# Thinking of buying a Marlin X7 270



## hfboats (May 9, 2011)

I am thinking of getting a Marlin X7 270. I have never owned a 270, always a 30-06, but it was stolen last year and I'm on a budget. Seems like a very good rifle and a lot like the remington 700 adl that I had. Its that or a savage axis. Both are 350 with a scope. Just wanted to know if anyone had shot one and if they liked it. Plus with the 270 what grain bullets?


----------



## FrankwT (Jul 25, 2010)

That Axis in .308 is a sweet shooter, they have them at walmart


----------



## SAWMAN (May 24, 2010)

*.277" bullets*

With the 270 your pretty much limited to the 130's and the 150's. Nowadays they have came out with some very interesting non-lead bullets that will penetrate like a SOB. If you reload for it, there are countless bullets to play with.

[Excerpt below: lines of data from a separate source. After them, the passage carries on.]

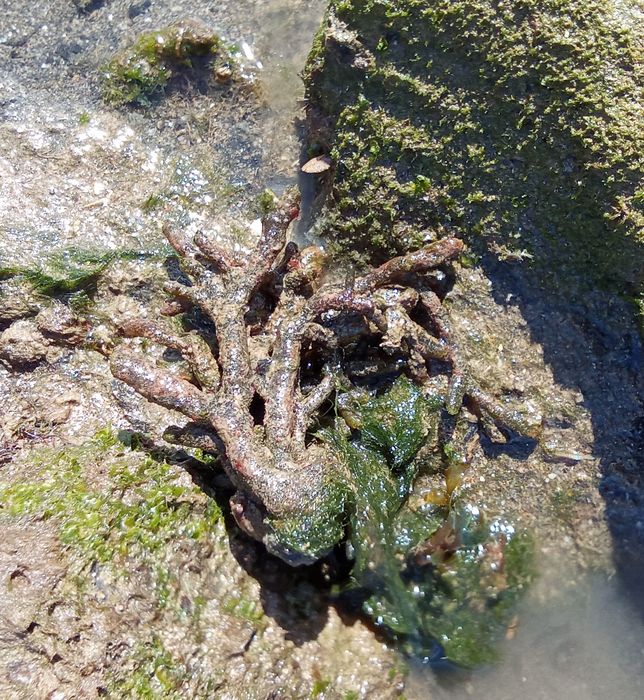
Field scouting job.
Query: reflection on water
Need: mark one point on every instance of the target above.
(584, 644)
(284, 33)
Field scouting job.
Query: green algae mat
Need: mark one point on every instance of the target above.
(518, 125)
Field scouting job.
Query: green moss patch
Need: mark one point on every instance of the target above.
(144, 70)
(73, 270)
(138, 510)
(520, 124)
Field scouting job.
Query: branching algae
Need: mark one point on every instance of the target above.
(286, 350)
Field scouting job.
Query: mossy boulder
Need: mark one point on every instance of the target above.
(518, 124)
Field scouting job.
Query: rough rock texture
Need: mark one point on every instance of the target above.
(519, 122)
(102, 590)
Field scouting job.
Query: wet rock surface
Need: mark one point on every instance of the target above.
(93, 604)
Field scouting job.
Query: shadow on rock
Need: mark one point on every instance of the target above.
(593, 345)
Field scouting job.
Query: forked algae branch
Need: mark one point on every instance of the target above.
(262, 391)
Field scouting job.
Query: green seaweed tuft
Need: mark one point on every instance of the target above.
(442, 580)
(144, 70)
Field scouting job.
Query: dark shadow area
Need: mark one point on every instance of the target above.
(592, 344)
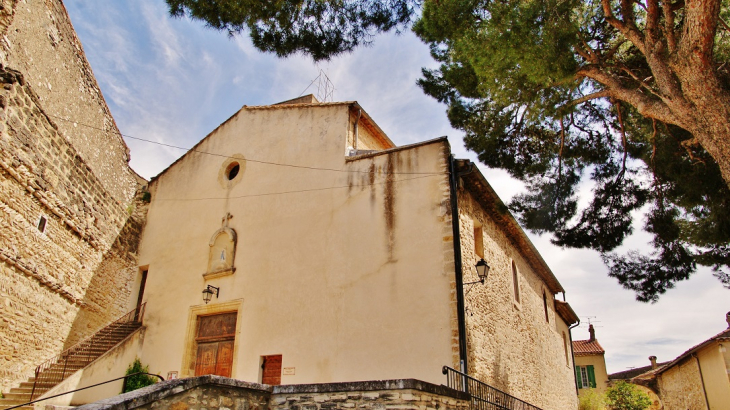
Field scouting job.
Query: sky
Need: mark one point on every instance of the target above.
(173, 81)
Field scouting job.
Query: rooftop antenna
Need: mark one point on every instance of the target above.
(589, 321)
(325, 87)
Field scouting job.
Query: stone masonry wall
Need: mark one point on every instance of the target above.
(215, 392)
(57, 286)
(39, 41)
(511, 346)
(681, 387)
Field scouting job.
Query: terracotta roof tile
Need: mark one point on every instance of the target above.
(586, 347)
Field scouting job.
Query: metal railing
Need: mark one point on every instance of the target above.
(84, 388)
(54, 370)
(483, 396)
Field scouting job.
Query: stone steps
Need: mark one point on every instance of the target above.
(57, 372)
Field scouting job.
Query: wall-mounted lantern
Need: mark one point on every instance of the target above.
(208, 293)
(482, 272)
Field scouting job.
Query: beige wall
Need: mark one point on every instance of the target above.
(350, 281)
(599, 368)
(690, 384)
(511, 345)
(715, 374)
(680, 387)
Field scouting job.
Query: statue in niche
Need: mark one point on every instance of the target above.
(222, 249)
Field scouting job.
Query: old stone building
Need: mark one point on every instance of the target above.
(296, 244)
(69, 222)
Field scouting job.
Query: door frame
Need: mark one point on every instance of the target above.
(190, 351)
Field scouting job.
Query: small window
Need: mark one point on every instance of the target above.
(271, 370)
(478, 239)
(233, 170)
(585, 376)
(42, 224)
(515, 282)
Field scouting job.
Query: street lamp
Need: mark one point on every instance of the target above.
(208, 293)
(482, 272)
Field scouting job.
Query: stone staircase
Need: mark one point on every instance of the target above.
(57, 369)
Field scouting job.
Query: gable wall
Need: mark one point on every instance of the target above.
(59, 286)
(510, 345)
(347, 280)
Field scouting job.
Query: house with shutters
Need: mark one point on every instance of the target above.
(297, 244)
(590, 364)
(699, 378)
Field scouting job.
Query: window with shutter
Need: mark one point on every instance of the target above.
(591, 377)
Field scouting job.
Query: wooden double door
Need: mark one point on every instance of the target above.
(215, 338)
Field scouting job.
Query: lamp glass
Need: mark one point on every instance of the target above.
(207, 295)
(482, 269)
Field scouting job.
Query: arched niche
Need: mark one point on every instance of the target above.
(222, 254)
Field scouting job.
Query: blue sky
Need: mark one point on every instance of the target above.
(173, 81)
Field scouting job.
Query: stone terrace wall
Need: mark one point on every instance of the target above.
(58, 286)
(511, 346)
(377, 395)
(205, 392)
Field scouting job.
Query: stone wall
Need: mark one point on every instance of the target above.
(62, 284)
(510, 343)
(680, 387)
(39, 41)
(207, 392)
(377, 395)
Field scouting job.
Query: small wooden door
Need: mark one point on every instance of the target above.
(215, 338)
(271, 374)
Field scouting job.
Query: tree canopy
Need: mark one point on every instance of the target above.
(628, 99)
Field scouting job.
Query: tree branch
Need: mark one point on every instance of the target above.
(646, 105)
(592, 96)
(701, 19)
(669, 33)
(652, 21)
(630, 31)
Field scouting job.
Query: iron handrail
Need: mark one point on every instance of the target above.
(81, 352)
(84, 388)
(484, 396)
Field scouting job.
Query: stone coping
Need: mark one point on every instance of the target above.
(371, 385)
(168, 388)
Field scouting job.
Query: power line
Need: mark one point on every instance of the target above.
(290, 192)
(247, 159)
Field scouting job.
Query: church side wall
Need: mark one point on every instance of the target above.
(511, 346)
(59, 285)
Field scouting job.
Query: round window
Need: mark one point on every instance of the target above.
(231, 171)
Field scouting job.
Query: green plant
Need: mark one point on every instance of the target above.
(590, 399)
(626, 396)
(137, 381)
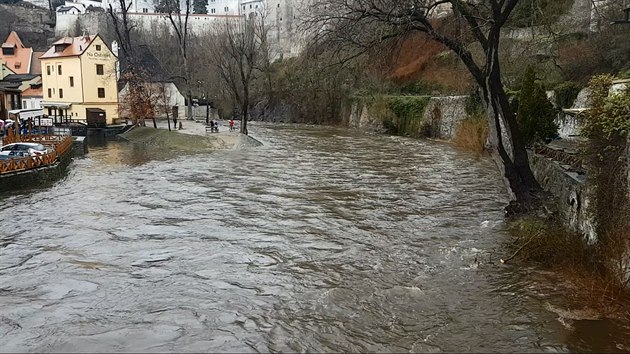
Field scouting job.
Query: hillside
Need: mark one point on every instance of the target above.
(33, 24)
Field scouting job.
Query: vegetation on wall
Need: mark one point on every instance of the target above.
(535, 113)
(566, 93)
(404, 115)
(539, 12)
(607, 126)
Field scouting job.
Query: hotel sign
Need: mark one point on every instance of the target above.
(97, 55)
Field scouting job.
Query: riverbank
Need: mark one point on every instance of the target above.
(191, 139)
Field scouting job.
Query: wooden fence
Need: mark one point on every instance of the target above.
(60, 145)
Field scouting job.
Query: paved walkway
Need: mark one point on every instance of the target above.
(194, 128)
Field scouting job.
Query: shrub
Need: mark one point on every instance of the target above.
(420, 88)
(536, 114)
(408, 112)
(566, 93)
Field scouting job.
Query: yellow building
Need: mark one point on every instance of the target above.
(79, 81)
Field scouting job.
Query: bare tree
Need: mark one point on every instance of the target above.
(456, 24)
(179, 22)
(237, 51)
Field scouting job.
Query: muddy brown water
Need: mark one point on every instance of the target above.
(321, 240)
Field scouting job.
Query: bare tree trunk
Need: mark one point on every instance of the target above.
(245, 110)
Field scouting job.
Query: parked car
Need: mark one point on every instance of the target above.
(17, 150)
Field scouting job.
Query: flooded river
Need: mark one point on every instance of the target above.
(321, 240)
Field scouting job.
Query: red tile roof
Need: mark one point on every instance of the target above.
(33, 92)
(69, 47)
(20, 61)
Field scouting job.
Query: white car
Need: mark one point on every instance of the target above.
(17, 150)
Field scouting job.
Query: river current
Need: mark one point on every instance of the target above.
(323, 239)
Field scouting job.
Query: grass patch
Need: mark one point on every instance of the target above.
(580, 268)
(472, 133)
(401, 115)
(163, 139)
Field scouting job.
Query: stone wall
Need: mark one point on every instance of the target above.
(446, 112)
(571, 191)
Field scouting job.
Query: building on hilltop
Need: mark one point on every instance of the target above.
(79, 81)
(16, 55)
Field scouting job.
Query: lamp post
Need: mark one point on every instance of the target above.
(626, 10)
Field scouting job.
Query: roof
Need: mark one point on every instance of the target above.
(19, 77)
(20, 61)
(36, 66)
(67, 8)
(33, 92)
(10, 86)
(75, 46)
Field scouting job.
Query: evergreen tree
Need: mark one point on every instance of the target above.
(167, 6)
(535, 113)
(200, 6)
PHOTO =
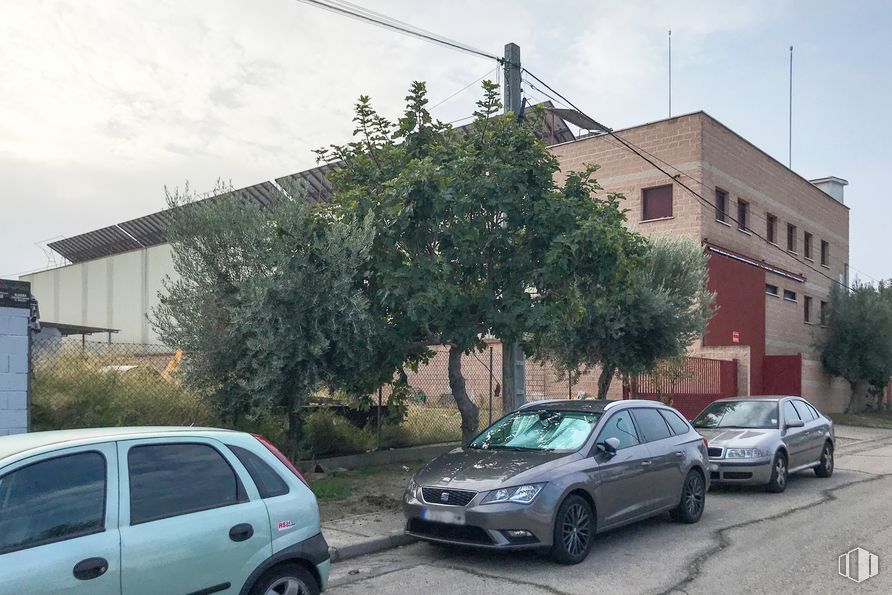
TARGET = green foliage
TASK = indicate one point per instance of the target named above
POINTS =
(663, 309)
(858, 341)
(265, 302)
(75, 392)
(472, 235)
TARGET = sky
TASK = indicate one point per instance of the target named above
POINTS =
(104, 103)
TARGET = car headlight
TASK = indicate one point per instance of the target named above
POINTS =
(521, 494)
(744, 453)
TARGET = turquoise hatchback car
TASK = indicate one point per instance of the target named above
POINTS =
(133, 511)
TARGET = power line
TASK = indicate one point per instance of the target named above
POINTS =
(349, 9)
(477, 80)
(675, 178)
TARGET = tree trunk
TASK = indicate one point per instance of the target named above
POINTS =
(604, 380)
(858, 400)
(295, 432)
(470, 413)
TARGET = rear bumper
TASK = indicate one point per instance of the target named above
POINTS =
(753, 472)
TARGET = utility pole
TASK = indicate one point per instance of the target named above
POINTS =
(513, 360)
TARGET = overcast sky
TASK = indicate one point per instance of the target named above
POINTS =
(104, 102)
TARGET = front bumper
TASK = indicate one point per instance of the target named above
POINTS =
(742, 471)
(483, 525)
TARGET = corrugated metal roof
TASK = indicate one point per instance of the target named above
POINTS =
(151, 230)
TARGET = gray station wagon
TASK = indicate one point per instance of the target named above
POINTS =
(554, 473)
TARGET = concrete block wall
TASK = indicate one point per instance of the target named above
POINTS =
(13, 370)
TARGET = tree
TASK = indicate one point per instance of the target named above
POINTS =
(857, 344)
(264, 302)
(665, 309)
(472, 235)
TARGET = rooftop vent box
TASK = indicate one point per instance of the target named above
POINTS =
(833, 186)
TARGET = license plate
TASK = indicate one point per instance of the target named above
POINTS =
(443, 516)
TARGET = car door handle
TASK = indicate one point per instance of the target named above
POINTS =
(241, 532)
(90, 568)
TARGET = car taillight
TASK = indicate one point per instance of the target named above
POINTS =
(269, 445)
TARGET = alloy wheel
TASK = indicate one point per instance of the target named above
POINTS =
(694, 495)
(827, 458)
(576, 530)
(288, 585)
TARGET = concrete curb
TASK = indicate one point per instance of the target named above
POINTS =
(373, 545)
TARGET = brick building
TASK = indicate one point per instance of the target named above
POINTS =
(776, 242)
(769, 295)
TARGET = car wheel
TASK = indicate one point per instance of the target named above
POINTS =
(778, 481)
(825, 469)
(574, 530)
(693, 499)
(286, 579)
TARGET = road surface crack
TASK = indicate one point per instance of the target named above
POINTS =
(695, 568)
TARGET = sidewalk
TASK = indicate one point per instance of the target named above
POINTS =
(364, 534)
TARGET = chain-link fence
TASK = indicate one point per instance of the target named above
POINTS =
(77, 383)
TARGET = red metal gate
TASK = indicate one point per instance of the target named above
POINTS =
(689, 387)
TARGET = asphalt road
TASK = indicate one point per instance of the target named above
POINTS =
(748, 541)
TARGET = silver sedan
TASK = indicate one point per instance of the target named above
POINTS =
(762, 440)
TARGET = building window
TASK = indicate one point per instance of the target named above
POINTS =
(656, 203)
(743, 212)
(721, 205)
(791, 237)
(771, 228)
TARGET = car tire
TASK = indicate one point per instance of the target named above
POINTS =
(574, 530)
(825, 468)
(284, 576)
(693, 499)
(779, 474)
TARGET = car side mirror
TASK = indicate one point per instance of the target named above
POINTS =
(609, 446)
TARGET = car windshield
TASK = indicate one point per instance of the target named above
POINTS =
(738, 414)
(538, 429)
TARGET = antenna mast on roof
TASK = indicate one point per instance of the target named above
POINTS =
(790, 138)
(670, 73)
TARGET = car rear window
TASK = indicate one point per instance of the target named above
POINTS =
(678, 425)
(652, 425)
(52, 500)
(268, 482)
(168, 480)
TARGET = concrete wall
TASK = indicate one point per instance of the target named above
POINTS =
(13, 370)
(117, 292)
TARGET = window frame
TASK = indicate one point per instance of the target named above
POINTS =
(771, 228)
(606, 419)
(792, 238)
(241, 493)
(259, 484)
(721, 214)
(93, 449)
(644, 192)
(641, 431)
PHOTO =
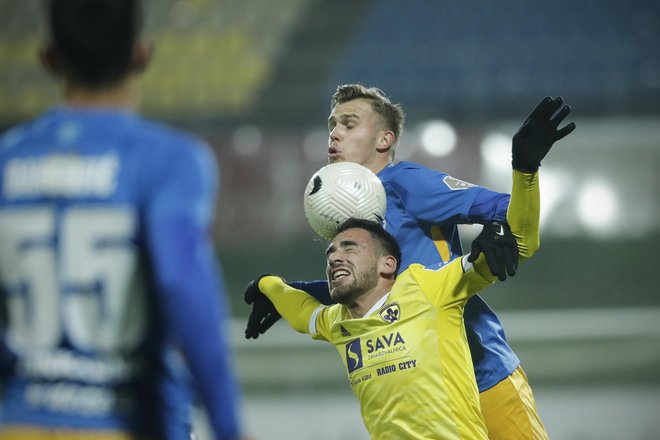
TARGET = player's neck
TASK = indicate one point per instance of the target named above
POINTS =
(378, 164)
(119, 95)
(362, 305)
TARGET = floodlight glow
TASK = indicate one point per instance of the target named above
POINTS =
(496, 151)
(438, 138)
(554, 188)
(407, 146)
(598, 207)
(315, 146)
(247, 140)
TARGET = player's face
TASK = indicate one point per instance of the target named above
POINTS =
(354, 133)
(352, 268)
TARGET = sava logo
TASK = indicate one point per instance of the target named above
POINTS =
(353, 355)
(383, 342)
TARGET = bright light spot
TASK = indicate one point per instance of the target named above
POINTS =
(438, 138)
(407, 146)
(247, 140)
(554, 188)
(496, 151)
(315, 146)
(598, 207)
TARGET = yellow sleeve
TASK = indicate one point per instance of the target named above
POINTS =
(296, 306)
(523, 218)
(524, 211)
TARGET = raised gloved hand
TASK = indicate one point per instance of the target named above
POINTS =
(537, 134)
(263, 315)
(499, 246)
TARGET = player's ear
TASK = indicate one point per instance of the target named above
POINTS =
(388, 266)
(142, 54)
(50, 59)
(385, 142)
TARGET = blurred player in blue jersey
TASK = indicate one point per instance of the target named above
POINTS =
(423, 209)
(108, 278)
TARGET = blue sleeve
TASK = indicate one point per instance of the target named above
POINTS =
(437, 198)
(318, 289)
(178, 220)
(489, 205)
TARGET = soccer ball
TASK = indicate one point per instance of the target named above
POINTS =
(340, 191)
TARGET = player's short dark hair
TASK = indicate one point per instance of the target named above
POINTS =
(392, 114)
(94, 39)
(386, 241)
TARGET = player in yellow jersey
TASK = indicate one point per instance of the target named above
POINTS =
(402, 338)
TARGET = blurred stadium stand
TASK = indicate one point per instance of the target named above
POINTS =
(254, 78)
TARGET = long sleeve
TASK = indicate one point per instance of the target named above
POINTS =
(524, 212)
(296, 306)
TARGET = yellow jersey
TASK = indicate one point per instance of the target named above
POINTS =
(407, 359)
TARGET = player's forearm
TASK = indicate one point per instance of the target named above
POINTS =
(524, 211)
(294, 305)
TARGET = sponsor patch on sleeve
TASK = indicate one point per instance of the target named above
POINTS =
(456, 184)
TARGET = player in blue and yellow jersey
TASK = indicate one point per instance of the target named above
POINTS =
(402, 339)
(423, 208)
(108, 279)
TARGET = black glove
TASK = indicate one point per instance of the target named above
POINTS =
(499, 246)
(263, 315)
(535, 137)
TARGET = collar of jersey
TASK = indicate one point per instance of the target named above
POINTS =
(378, 304)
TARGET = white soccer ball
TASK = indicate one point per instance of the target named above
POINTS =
(340, 191)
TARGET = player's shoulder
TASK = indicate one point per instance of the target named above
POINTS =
(23, 131)
(168, 137)
(409, 173)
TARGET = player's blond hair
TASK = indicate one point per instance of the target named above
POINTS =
(392, 115)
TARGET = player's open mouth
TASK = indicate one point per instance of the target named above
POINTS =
(339, 273)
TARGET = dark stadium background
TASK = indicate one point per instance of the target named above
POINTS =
(254, 77)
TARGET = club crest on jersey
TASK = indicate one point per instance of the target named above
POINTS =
(353, 355)
(455, 184)
(390, 312)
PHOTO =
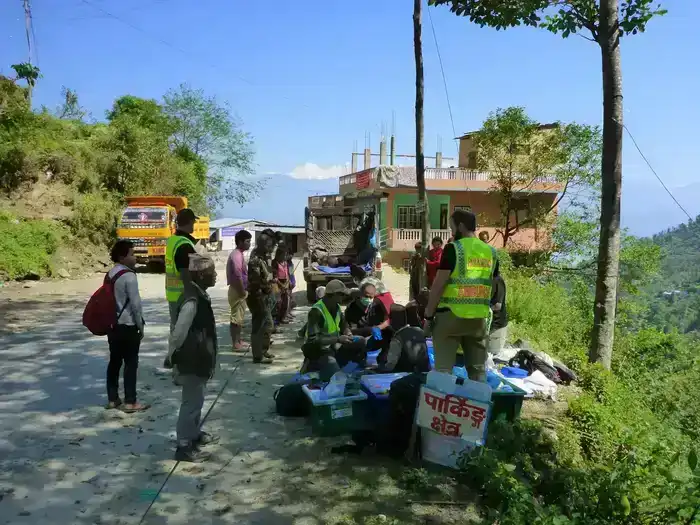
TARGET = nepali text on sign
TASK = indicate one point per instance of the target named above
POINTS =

If I were shooting the smaller Fla deer and the average sized hogs,I would choose the 130's. --- SAWMAN


----------



## Emerald Ghost (Mar 11, 2008)

*.270*

I have had VERY good success with the .270 caliber.


----------



## King Mike (Apr 15, 2008)

Ive shot numerous deer and tons of hogs with the cheap ol 130 grain core lokt .270 bullets. Everything I have shot right in the shoulder has dropped on the spot (including several big hogs) if you are trying to save meet and shoot right behind the shoulder for a lung shot nothing I have shot has ran over 50 yards. I would shoot anything with my .270. I have that much confidence in it. I think shot placement is the key to any rifle. My wife shoots a 25.06 and has killed everything she has shot as too. (she shoot the marlin x7) Her gun is my favorite gun we own and the best shooting as far as grouping in my openion) bought the gun and scope out the door at academy for less then 500 (nikon prostaff scope) with rings and everything. It also only took 3 shots to sight in while sitting on a 4 wheeler.


----------



## JoeZ (Sep 30, 2007)

I researched both of these last year and ended up buying the Savage in .270. 
All reports have them basically equal but Savages typically are more accurate of the box. 
They come laser bore sighted and I can tell you that mine was dead on the day I took it home. 
Great gun for the money, either brand


----------



## hfboats (May 9, 2011)

I think I am going to get the 270 Marlin. It feels just like the 700 adl that I used to have, and I like the adjustable trigger. Thanks for the advice.


----------



## gulfwaterman (Nov 16, 2007)

+1 for the x7.my 2506 shoots well with federal premium btsp.We have sold tons f x7's at work and everyone one seems to be impressed for the quality/price.


----------



## hfboats (May 9, 2011)

I got the X7 in 30-06 just like I wanted. I just have not had a chance to shoot it yet. It feels like a better quality than the more expensive rifles. The scope seems ok. I think I will replace it next year with a redfield.


----------



## Allen Emmons (May 29, 2010)

The Marlin is a sweet shooting rifle,I really like the trigger. I have a Win model 70 in .270 also hardest decision now is which to take. I shoot 150 gr reloads in both.


----------